ECLI:NL:RBROT:2024:6152

Rechtbank Rotterdam

Datum uitspraak
4 juli 2024
Publicatiedatum
3 juli 2024
Zaaknummer
K 10973802 CV EXPL 24-1122
Instantie
Rechtbank Rotterdam
Type
Uitspraak
Rechtsgebied
Civiel recht; Verbintenissenrecht
Procedures
  • Eerste aanleg - enkelvoudig
Rechters
Vindplaatsen
  • Rechtspraak.nl
AI samenvatting door LexboostAutomatisch gegenereerd

Aanneming van werk en waarschuwingsplicht aannemer bij gebreken

In deze zaak hebben eisers hun tuin laten betegelen door gedaagde, waarbij gebruik moest worden gemaakt van bestaande tegels.

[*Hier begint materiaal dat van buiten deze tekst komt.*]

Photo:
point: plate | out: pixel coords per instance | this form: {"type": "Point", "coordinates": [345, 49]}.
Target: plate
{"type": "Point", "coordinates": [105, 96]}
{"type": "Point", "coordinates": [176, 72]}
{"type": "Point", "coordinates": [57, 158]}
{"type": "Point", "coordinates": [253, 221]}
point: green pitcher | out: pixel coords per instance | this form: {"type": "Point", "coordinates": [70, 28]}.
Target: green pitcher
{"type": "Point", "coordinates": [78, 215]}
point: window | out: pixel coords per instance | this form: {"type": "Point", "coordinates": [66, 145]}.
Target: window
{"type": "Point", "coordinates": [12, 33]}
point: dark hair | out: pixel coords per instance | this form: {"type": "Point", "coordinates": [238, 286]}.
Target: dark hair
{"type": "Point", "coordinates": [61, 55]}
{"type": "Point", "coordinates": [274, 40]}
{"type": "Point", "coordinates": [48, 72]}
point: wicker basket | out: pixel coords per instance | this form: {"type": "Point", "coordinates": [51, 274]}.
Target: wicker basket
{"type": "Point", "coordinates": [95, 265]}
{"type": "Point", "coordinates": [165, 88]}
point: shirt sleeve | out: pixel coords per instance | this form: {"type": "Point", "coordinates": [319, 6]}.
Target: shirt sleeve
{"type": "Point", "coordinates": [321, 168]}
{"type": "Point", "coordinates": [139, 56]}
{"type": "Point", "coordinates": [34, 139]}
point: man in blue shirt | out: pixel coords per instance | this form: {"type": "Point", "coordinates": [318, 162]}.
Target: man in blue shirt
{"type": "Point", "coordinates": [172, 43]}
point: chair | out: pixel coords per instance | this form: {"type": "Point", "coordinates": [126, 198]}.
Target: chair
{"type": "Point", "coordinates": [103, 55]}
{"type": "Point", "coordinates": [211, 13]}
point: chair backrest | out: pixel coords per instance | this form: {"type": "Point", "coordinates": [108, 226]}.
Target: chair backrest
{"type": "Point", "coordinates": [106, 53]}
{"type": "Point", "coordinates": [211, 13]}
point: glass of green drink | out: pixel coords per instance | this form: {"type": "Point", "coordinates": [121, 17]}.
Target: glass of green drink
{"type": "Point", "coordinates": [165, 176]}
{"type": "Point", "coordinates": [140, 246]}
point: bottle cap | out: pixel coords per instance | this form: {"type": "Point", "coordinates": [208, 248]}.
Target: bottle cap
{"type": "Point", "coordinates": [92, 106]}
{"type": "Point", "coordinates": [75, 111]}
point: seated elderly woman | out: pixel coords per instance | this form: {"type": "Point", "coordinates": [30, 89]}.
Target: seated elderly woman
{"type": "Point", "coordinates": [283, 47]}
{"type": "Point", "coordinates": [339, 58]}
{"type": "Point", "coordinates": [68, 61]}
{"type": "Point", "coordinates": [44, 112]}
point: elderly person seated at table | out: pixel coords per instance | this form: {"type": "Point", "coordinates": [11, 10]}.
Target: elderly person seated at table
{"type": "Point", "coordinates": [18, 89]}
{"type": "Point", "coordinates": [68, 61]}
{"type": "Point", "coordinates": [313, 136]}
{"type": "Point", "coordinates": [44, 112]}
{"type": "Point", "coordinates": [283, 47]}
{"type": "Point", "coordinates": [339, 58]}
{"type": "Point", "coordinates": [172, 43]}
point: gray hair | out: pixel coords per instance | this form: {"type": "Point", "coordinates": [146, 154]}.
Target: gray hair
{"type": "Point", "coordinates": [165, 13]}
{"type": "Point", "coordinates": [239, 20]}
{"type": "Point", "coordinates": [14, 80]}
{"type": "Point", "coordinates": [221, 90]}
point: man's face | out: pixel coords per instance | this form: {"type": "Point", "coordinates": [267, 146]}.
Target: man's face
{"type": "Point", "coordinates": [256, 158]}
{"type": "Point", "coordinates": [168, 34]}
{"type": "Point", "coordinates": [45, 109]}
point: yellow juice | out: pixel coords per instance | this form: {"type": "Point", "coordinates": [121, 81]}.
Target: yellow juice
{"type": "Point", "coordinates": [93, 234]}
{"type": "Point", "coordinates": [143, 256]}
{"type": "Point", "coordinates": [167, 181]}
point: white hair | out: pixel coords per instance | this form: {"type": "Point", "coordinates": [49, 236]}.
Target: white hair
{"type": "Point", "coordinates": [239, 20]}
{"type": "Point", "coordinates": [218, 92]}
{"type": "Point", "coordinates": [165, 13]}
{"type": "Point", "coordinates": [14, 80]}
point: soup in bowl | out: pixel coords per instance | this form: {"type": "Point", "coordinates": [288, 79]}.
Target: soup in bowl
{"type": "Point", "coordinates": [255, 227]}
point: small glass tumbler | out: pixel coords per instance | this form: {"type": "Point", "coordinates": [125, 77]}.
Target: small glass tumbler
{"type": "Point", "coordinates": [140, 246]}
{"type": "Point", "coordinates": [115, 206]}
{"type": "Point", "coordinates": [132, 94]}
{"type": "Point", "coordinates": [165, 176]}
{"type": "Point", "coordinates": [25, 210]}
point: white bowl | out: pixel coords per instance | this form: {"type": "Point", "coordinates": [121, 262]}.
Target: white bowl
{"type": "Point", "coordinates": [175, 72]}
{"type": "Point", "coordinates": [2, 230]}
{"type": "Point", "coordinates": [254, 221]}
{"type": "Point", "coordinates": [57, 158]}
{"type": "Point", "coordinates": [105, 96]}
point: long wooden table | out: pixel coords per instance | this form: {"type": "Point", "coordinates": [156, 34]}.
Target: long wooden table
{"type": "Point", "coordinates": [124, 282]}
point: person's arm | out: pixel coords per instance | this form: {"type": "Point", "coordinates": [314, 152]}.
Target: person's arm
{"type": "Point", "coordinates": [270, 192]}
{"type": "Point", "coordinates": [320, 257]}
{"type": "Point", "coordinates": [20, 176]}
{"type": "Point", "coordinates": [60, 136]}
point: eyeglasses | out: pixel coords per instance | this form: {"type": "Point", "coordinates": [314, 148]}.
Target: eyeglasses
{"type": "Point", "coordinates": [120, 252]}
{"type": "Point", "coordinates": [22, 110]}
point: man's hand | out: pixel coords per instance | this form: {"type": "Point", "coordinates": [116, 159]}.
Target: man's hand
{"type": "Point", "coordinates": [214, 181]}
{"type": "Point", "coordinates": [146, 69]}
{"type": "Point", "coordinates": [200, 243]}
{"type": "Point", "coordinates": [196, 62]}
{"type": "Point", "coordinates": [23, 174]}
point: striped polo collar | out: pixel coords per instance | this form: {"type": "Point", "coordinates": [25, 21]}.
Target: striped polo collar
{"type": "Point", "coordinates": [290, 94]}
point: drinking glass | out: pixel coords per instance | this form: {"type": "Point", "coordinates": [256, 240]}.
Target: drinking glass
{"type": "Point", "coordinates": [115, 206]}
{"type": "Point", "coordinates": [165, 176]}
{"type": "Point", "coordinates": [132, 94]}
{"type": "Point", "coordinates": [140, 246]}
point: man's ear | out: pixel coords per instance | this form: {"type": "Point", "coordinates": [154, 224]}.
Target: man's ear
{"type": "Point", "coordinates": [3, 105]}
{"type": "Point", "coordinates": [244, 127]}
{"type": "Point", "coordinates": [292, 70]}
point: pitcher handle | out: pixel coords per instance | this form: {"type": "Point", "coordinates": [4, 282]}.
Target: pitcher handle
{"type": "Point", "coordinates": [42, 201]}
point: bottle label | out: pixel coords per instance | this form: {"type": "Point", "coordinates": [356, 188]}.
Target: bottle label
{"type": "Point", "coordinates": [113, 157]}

Na de uitvoering van de werkzaamheden hebben eisers klachten geuit over de kwaliteit van het geleverde werk, waaronder ongelijke voegen en gebroken tegels. De kantonrechter heeft de procedure gevolgd en beide partijen een bewijsopdracht gegeven. Eisers vorderen een schadevergoeding van € 8.620,04, terwijl gedaagde betwist dat hij ondeugdelijk werk heeft geleverd. De kantonrechter heeft vastgesteld dat de aannemer verplicht is om de opdrachtgever te waarschuwen voor de ongeschiktheid van de zaken van de opdrachtgever. De bewijslast ligt bij eisers om aan te tonen dat het werk ondeugdelijk is uitgevoerd. De kantonrechter heeft gedaagde toegelaten tot bewijsvoering van zijn verweren, waaronder het feit dat hij eisers heeft gewaarschuwd voor mogelijke verzakking van de tegels. De zaak is aangehouden voor verdere bewijsvoering en zal op 18 juli 2024 opnieuw worden behandeld.

Uitspraak

RECHTBANK ROTTERDAM

locatie Dordrecht
zaaknummer: 10973802 CV EXPL 24-1122
vonnis van 4 juli 2024 van de kantonrechter
in de zaak van
[eiser 1],
[eiser 2],
woonplaats: [woonplaats 1],
eisers,
gemachtigde: mr. J.M. Keizer,
tegen
[gedaagde], h.o.d.n. [handelsnaam]
woonplaats: [woonplaats 2],
gedaagde.
Partijen zullen hierna “[eisers]” en “[gedaagde]” worden genoemd.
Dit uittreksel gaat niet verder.